J'ai lu tout les poemes laisser a la vue de tous, et c'est toujours aussi agreable.

PS: C'est amusant de voir les modo toujours present ^^.
Vi, c'est vrai que si les threads RP ont disparu, il est agréable de voir la poésie toujours en haut de l'affiche.
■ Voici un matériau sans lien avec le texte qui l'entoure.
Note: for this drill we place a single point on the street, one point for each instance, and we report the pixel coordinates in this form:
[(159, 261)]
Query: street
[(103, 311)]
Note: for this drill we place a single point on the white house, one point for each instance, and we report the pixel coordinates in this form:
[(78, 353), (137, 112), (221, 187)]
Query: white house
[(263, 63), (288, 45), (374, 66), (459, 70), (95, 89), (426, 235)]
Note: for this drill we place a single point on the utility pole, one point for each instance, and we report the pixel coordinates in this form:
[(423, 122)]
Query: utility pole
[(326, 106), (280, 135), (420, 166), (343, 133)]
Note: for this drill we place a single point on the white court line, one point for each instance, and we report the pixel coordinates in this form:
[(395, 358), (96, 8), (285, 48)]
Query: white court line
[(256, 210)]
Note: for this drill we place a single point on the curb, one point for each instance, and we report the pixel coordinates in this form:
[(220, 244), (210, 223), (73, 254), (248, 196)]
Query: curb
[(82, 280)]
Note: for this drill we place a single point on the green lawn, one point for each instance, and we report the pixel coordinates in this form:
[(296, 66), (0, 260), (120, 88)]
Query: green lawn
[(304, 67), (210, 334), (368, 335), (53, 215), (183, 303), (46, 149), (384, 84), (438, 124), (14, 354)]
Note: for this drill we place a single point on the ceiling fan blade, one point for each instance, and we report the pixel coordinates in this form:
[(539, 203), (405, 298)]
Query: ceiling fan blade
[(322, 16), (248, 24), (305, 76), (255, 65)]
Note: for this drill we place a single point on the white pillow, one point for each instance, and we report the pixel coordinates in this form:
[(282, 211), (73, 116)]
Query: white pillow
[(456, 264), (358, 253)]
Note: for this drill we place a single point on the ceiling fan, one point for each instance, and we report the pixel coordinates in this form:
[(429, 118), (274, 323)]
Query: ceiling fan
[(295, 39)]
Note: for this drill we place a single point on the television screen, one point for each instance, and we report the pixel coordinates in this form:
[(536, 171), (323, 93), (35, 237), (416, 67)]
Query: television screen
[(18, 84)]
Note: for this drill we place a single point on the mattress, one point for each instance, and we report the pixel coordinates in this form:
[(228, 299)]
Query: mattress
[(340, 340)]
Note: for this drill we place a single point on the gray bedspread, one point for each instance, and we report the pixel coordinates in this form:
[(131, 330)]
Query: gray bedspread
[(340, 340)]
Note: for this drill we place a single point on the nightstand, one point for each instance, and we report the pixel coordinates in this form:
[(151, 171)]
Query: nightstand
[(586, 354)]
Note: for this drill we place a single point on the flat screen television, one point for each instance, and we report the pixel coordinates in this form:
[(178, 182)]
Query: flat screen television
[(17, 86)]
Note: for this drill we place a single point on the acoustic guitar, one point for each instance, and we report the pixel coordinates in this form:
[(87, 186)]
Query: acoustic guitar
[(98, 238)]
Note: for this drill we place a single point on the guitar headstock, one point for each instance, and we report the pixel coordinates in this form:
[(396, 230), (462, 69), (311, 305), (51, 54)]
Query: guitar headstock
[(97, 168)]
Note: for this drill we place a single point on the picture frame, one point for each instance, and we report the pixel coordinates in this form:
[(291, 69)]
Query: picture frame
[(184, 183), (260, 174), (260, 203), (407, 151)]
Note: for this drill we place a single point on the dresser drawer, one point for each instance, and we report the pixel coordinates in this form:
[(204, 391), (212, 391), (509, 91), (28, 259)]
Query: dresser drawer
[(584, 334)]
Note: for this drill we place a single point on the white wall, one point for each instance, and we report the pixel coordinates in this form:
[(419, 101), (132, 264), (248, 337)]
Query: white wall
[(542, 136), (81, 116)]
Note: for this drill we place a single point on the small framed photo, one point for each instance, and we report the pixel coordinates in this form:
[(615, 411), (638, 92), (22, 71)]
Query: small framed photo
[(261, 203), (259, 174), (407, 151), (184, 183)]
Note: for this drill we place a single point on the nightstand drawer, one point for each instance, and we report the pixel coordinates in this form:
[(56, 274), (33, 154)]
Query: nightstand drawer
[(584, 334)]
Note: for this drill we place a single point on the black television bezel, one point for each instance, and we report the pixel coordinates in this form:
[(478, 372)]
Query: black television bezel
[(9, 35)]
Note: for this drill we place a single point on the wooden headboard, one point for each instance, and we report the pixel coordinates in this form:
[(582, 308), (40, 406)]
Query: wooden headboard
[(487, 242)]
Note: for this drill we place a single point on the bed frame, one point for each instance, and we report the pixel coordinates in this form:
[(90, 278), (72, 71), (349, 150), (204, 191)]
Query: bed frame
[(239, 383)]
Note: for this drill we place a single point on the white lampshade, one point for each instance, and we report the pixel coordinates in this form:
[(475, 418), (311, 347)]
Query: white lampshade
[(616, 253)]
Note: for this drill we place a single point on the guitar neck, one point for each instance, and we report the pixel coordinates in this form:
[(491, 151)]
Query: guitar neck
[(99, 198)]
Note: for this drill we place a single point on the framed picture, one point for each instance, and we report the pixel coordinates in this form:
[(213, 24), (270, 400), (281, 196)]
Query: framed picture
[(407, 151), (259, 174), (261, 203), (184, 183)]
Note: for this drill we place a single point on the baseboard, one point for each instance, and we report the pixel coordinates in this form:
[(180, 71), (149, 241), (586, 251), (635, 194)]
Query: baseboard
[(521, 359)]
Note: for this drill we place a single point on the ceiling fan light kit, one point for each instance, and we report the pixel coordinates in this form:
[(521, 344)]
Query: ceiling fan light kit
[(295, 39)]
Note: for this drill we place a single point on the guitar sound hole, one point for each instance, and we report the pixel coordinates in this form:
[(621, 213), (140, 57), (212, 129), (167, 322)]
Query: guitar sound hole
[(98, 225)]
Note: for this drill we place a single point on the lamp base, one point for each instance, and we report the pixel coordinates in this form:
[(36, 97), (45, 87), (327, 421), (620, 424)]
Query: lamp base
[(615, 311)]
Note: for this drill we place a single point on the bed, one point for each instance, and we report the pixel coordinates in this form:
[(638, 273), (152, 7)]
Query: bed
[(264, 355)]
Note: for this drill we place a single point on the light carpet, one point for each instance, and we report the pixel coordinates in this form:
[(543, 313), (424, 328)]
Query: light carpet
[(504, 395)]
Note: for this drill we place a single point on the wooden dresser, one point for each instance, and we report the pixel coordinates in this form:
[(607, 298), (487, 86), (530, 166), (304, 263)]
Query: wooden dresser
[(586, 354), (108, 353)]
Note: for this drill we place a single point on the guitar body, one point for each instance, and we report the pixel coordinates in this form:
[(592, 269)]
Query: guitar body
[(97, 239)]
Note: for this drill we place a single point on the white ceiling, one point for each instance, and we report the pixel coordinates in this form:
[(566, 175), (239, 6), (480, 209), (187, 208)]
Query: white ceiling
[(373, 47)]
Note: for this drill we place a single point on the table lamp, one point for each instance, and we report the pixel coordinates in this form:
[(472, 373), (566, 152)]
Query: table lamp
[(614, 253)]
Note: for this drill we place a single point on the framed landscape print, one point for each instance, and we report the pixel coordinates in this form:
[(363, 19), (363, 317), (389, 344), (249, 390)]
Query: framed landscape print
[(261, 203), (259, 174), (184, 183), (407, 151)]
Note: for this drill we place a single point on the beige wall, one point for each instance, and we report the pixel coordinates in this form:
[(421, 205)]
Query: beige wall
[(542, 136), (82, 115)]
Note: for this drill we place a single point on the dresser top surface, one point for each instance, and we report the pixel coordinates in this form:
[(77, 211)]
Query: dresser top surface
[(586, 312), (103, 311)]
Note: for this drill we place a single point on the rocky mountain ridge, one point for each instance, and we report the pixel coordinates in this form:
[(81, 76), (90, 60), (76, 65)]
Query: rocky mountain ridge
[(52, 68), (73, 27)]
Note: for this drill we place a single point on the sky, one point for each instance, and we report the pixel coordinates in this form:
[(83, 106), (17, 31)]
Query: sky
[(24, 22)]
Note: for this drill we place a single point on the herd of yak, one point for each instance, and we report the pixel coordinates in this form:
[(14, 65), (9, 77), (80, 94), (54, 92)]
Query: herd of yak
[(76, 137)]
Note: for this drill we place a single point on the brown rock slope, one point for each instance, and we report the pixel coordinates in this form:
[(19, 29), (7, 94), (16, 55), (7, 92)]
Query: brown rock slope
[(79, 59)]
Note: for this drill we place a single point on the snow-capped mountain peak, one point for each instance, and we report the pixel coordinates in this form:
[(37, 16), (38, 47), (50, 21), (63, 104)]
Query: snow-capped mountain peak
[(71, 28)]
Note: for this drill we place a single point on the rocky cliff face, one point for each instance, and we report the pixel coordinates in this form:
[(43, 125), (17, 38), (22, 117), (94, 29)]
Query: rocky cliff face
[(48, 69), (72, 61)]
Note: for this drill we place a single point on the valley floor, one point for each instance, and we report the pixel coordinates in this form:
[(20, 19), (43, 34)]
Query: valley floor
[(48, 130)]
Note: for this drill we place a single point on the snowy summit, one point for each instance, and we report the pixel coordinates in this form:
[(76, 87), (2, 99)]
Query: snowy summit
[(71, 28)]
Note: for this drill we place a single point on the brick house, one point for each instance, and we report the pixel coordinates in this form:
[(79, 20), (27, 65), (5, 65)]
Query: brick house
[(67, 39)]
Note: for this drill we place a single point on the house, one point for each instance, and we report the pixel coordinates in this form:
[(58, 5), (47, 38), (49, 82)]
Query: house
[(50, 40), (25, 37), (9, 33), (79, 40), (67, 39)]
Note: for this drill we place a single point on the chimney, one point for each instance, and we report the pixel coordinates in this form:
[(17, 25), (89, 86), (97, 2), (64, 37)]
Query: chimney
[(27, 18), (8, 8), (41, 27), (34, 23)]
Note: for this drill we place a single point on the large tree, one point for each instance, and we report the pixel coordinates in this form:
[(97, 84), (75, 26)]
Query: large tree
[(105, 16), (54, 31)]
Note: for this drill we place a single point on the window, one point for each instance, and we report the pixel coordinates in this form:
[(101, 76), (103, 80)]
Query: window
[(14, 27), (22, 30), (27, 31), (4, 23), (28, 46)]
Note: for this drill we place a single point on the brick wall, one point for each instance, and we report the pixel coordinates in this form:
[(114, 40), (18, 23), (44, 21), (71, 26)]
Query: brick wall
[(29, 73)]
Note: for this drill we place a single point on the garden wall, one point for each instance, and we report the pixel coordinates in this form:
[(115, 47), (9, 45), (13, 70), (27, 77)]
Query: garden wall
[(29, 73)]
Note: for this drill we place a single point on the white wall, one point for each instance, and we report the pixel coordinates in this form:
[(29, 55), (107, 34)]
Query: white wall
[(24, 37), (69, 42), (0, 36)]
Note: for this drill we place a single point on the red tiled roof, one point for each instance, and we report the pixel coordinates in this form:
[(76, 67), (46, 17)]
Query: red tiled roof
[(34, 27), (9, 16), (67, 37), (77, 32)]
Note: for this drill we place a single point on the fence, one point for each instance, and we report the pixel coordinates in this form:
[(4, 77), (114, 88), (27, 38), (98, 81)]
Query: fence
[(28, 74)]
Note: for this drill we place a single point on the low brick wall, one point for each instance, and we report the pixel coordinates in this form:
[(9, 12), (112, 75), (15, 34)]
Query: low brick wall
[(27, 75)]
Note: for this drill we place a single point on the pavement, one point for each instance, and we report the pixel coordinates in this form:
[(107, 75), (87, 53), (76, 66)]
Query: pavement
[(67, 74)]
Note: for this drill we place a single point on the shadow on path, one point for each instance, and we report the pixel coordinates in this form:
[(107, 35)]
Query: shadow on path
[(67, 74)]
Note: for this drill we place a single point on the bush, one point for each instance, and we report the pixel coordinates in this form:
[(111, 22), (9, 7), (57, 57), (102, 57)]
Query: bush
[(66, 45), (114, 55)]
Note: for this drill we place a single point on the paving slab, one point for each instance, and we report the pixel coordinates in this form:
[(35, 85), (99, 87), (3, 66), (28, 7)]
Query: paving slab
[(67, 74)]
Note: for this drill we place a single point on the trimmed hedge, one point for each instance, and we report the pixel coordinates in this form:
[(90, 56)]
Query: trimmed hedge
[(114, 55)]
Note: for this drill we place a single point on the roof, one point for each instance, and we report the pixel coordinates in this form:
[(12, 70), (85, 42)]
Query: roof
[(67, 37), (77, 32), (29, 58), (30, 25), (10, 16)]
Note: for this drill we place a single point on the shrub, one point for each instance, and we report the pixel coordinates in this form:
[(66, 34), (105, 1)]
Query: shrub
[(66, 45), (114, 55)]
Il faudrait songer à renommer ce fil : "Le Cercles des Poètes Pas Disparus" !

Fröhnir
Ce fil existe depuis bientôt 5 ans, c'est pas rien. Je n'ai réussi à trouver aucun topic encore vivant qui soit aussi vieux.

Bon, j'ai pas beaucoup cherché, aussi, mais je crois qu'il peut entrer en compétition dans le domaine des thread les plus anciens...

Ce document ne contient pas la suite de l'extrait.